The U.S. dollar tumbled down from more than nine-month highs against other major currencies on Monday. Asian stocks rallied, boosting sentiment on the markets even though the Delta coronavirus variant continues spreading rapidly.
During today’s session, the dollar index plummeted down by 0.19% to 93.311 against six rivals. Before that, it had skyrocketed as high as 93.734 on Friday, reaching this point for the first time since November 4, 2020.
The currency rallied after equities had rebounded across the region. Base metals prices also soared as hopes of an improvement in demand increased. The world’s top metals consumer – China, reported that it hadn’t had any new locally transmitted coronavirus cases for the first time since July. Wall Street’s stronger finish on Friday encouraged sentiment, as well.
On Monday, commodity-linked currencies, such as the Australian and Canadian dollars, led the rebound against the greenback, following sharp declines last week. Today, the Aussie surged forward by 0.29% to $0.71575 after dropping to a nine 1/2-month low of $0.71065 on Friday.

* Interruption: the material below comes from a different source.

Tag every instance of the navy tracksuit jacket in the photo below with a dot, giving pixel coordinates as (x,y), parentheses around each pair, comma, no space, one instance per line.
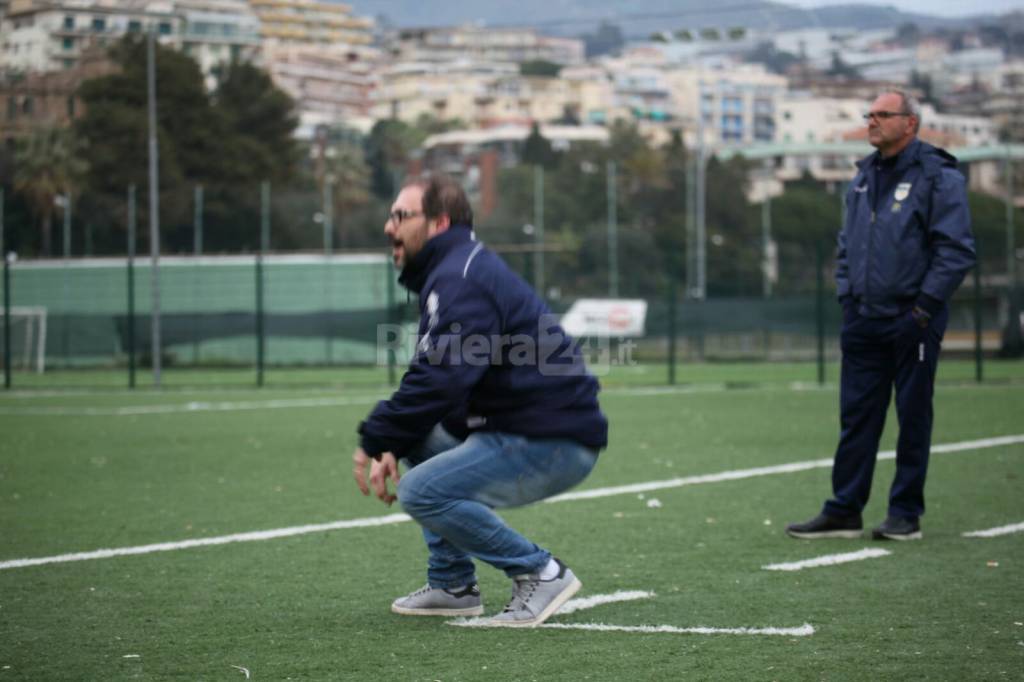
(491,356)
(906,243)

Against the Canadian dollar, the U.S. currency lowered by 0.25%, trading at C$1.2776 at last. Before that, it had jumped to an eight-month high, exchanging hands at C$1.2949 at the end of last week.
What Caused the U.S. Dollar’s Previous Rally?
The greenback has soared this month thanks to its safe-haven status. Traders feared that a surge in the fast-spreading Delta variant would derail a global economic recovery. In addition, the Federal Reserve is still signaling a tapering of stimulus as soon as this year.
The agency moved its annual Jackson Hole, Wyoming symposium to an online format due to Coronavirus considerations. The Fed will hold it this Friday. Its officials plan to raise questions about the central bank’s broader assessment of the Delta Covid variant’s economic impact.
Thus far, Fed Chair Jerome Powell has mostly played down the repercussions. However, he will also give a speech on the economic outlook at the event. Investors are eager for details of the timing and pace of monetary policy tightening.
Osamu Takashima, the head of G10 FX strategy at Citigroup Global Markets Japan, noted that the Fed might sound somewhat hawkish at the Jackson Hole symposium this week. In that case, the firmness in the greenback could continue. The analyst anticipates a tapering announcement next month. He added that commodity currencies are rebounding a bit currently, but this bounce won’t be so large.
Meanwhile, National Australia Bank (NAB) stated that even if the Fed comes out more dovish, delaying a taper would not necessarily push the currency back.
Ray Attrill, NAB’s head of currency strategy, thinks that this situation can as easily play out USD positive as negative from a risk sentiment/safe-haven dollar demand perspective.
What About the Asian Currencies?
Covid-19 infections and new restrictions in Australia and New Zealand are weighing on the Aussie and the Kiwi. Attrill noted that it remains premature to call an end to the down move in the Australian dollar.
Meanwhile, New Zealand’s Kiwi remained flat at $0.68385 on Monday, trading close to the nine 1/2-month low of $0.6807 reached on Friday. The nation is under lockdown, struggling to contain a Delta outbreak. Almost 60% of Australia’s population of 25 million is also under lockdown, while infections hit a record rate.
Furthermore, Japan shifted strategy and tripled coronavirus tests as daily new infections jumped to a record on Friday. Vietnam and South Korea have extended and tightened restrictions.
The Japanese yen, which is another safe-haven currency, exchanged hands mostly unchanged at 109.85 per dollar. It consolidated in the center of the trading range of the past month and a half.
How Did the Euro Fare Against the U.S. Dollar?
On Monday, the Euro seemed ready for a rebound against the greenback after reaching 1.1663, its lowest level since November 2020.
So far, the technical indicators cannot guarantee any sustainable recovery in the market despite the bullish appetite for the price. The RSI has bottomed twice in the region of its 30 oversold mark. Still, it continues to fluctuate within the bearish area. In addition, the Stochastics haven’t officially abandoned the oversold region yet. At the same time, the MACD remains below its red signal line, and the Ichimoku indicators show a bearish intersection.
The 20-day simple moving average or SMA and the tentative descending trendline drawn from the 1.2265 high – both stand near 1.1774 currently. They will remain a major challenge for the bulls in the short term.
If the price drifts southwards and breaks the 1.1663 low, 1.1600 will become the next crucial support area. Failure to hold above this level could trigger a more aggressive sell-off towards the 1.1500 – 1.1455 zone for the EUR/USD pair.
Overall, bearish risks persist in the pair despite the latest attempts for a rebound. Traders expect the Euro to strengthen if the price closes clearly below 1.1663. However, if an upside reversal happens, they will turn to the 1.1780 – 1.1800 area.